With dazzling grace and contagious exuberance, Cimeron Ahluwalia swirled and pounded across the Brava Theater’s cramped stage Sunday evening to the delight of an enraptured audience.

Dancing alone to the music of an on-stage band — with none other than her guru Pandit Chitresh Das sitting in on tabla — Ahluwalia delivered her “Parampara” Kathak solo with confidence, power and a splash of signature humor.

Ahluwalia is one of a young generation of Kathak dancers emerging into their own identities with force, grace and individuality.

For the uninitiated, Kathak Indian classical dance — particularly the flavor embraced by Pandit Chitresh Das and his Chhandam School of Kathak— is one of the most difficult, complex and ultimately beautiful physical expressions any of our world’s collective cultures have put forth. A combination of unique physical, rhythmic and improvisational elements make learning Kathak a supremely intense life-long effort.

Das continues to perform vigorously around the world, as he has for decades. His India Jazz Suites — an ongoing collaboration with tap sensation and renaissance performer in his own right Jason Samuels Smith — stands as one of modern dance’s most colorful and prodigious mashups.

Since Kathak takes decades to learn and is never truly mastered, it takes time for fresh generation of disciples to emerge from schools launched and led by their guruji in the 1990s. Culminating years of training and discipline, a traditional solo is a capstone performance for Kathak dancers in training.

On stage, covered from neck to ankle in a thick, brightly-colored traditional blue swirling dress, Ahluwalia sailed through a challenging program with Das watching from just feet away onstage. Punctuated by breathless explanation — an essential element of Kathak solo — Ahluwalia guided a loud, engaged audience along a 90-minute storytelling voyage.

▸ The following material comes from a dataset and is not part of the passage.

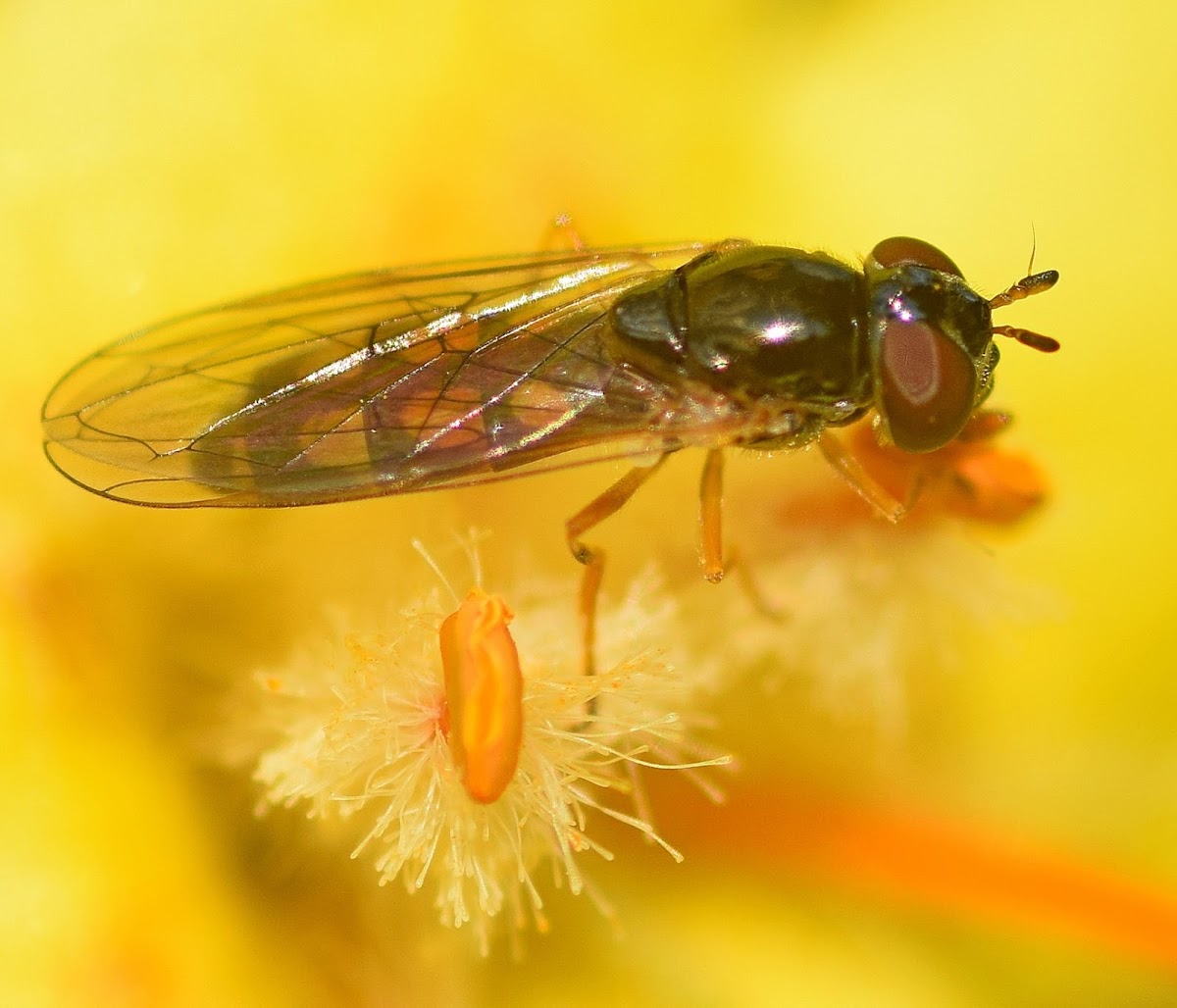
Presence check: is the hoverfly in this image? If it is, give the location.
[42,237,1058,654]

Amid smoothly flowing movement and precise rhythmic expression, Ahluwalia thrilled the crowd with charmingly subtle — and not so subtle — eye and eyebrow movements so famously used by Das for decades to electrify audiences.

Ahluwalia’s vivid retelling of Kaliya Daman — the story of young, playful Krishna slaying the demonic evil serpent Kaliya along the Yamuna River — could just as well be Ahluwalia’s tale of personal demons being slain.

Beginning at SF State, then at the Chhandam School, Ahluwalia overcame hardships and challenges far beyond dance over her decade-plus course of training. Neither a medical condition that drained her of her vitality, or knee surgery that threatened the intense but delicate movements demanded by Kathak, could keep Ahluwalia away from her long-time pursuit.

Half Sikh and half Armenian, Ahluwalia was joined by her parents onstage after a standing ovation. She told the supportive audience:

“Arts, music, dance, literature, they matter. I’m not the most traditional person in the world. But I do hold the values of traditional art. And it’s very important in this day and age to keep those traditions. We can still listen to Usher, you know I do.”

Das, surrounded onstage by Chhandam Executive Director Celine Schein and family, told a glimmering Ahluwalia:

“All this power, from the parents. The first guru is the mother. The second guru is the father. The third guru is you!”